Overall, using learning algorithms in the abstract screening phase provides multiple opportunities for educational psychology researchers. First, systematic reviews require a comprehensive identification of relevant literature. The screening phase is about efficiently finding relevant studies, rather than understanding each paper in-depth. By simplifying this initial screening phase, machine learning tools such as ASReview expedite the identification of pertinent papers, allowing researchers to dedicate more time to in-depth analysis and synthesis of the selected literature. Thus, using machine learning tools for abstract screening can enhance the quality and efficiency of systematic reviews.

Second, researchers could implement more sensitive search strategies. As learning algorithms can reduce the time, fatigue, and human error in the abstract screening phase, researchers could broaden the scope of their search strategies to identify a more comprehensive set of relevant studies in the abstract screening phase. However, researchers should be aware that active learning algorithms rely on previous classification decisions and prioritize studies with similar study designs or conceptual frameworks to previously identified relevant studies. Therefore, there is a risk of overlooking studies that differ methodologically or conceptually from previously identified relevant studies. Improving our understanding of how learning algorithms deal with the diverse methodological and conceptual approaches in educational psychology research is critical.

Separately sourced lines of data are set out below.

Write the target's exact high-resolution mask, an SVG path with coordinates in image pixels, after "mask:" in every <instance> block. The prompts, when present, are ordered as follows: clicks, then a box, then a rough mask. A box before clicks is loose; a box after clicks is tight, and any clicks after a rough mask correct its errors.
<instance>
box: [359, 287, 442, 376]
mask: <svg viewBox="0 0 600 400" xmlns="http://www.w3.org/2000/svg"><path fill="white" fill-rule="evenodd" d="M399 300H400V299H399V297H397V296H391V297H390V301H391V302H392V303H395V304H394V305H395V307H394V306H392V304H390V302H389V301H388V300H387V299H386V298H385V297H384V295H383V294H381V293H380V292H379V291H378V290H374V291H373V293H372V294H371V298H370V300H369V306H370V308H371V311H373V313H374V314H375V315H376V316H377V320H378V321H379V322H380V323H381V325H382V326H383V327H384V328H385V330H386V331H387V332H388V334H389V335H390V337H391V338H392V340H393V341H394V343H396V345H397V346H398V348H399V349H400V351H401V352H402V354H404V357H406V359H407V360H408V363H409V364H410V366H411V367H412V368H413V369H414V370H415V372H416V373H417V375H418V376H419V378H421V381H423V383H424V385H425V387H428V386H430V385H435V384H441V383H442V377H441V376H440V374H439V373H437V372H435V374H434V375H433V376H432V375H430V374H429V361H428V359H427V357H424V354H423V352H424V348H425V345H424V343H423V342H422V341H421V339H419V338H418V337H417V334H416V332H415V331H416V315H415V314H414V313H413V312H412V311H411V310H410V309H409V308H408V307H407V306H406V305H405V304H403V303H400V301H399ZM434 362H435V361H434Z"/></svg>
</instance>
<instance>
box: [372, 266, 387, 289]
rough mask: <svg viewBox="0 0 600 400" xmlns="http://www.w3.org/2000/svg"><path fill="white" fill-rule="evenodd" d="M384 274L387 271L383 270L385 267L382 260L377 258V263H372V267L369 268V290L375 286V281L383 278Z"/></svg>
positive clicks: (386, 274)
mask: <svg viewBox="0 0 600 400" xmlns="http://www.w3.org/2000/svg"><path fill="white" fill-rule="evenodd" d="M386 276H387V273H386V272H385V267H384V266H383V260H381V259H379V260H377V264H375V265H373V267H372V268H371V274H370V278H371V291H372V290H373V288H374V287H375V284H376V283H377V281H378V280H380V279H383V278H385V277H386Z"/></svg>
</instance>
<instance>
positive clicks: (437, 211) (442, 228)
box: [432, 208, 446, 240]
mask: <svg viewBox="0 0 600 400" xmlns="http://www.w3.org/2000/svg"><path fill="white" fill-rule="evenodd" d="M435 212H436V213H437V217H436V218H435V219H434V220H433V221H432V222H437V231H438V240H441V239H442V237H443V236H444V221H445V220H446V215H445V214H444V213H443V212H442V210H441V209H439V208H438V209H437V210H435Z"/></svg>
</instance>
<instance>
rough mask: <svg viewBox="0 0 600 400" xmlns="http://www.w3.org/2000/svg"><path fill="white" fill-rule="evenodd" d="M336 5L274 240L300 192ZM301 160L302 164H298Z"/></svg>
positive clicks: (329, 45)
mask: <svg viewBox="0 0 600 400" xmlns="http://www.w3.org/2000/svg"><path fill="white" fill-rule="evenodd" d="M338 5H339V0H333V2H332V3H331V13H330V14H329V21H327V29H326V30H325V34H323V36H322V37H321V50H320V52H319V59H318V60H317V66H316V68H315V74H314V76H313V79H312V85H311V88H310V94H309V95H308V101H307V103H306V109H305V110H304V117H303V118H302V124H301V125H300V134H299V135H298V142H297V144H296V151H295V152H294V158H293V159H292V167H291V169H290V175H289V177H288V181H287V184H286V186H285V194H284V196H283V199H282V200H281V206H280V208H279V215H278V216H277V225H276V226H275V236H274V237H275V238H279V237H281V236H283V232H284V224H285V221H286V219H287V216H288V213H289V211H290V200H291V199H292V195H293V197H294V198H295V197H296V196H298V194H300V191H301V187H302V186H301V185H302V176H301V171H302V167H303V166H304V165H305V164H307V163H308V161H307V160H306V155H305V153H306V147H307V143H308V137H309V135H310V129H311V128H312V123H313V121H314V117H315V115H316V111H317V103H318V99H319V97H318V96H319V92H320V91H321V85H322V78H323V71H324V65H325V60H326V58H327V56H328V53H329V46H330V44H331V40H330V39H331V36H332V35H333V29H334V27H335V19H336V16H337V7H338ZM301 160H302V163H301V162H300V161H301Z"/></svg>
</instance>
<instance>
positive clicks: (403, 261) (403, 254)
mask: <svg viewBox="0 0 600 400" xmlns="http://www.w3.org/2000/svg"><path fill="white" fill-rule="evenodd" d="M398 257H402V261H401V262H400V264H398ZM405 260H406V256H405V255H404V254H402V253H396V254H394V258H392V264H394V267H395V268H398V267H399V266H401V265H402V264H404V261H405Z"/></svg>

Third, researchers should be critical of using abstract screening tools with black boxes or out-of-the-box solutions. The selection of a learning algorithm and stopping criteria impacts the percentage of relevant studies in the abstract screening phase. The conceptual and methodological diversity found in educational research suggests the need to fine-tune the learning algorithms and consider using feature extractors that use semantic and contextual information (SBERT) rather than frequency counts of keywords (TF-IDF). Future studies using ML-based abstract screening tools should report on the type of algorithms and stopping criteria used to improve the transparency and reproducibility of the systematic reviews. The results presented in this study guide researchers who wish to optimize the screening process in systematic reviews using the ML-based abstract screening tool ASReview.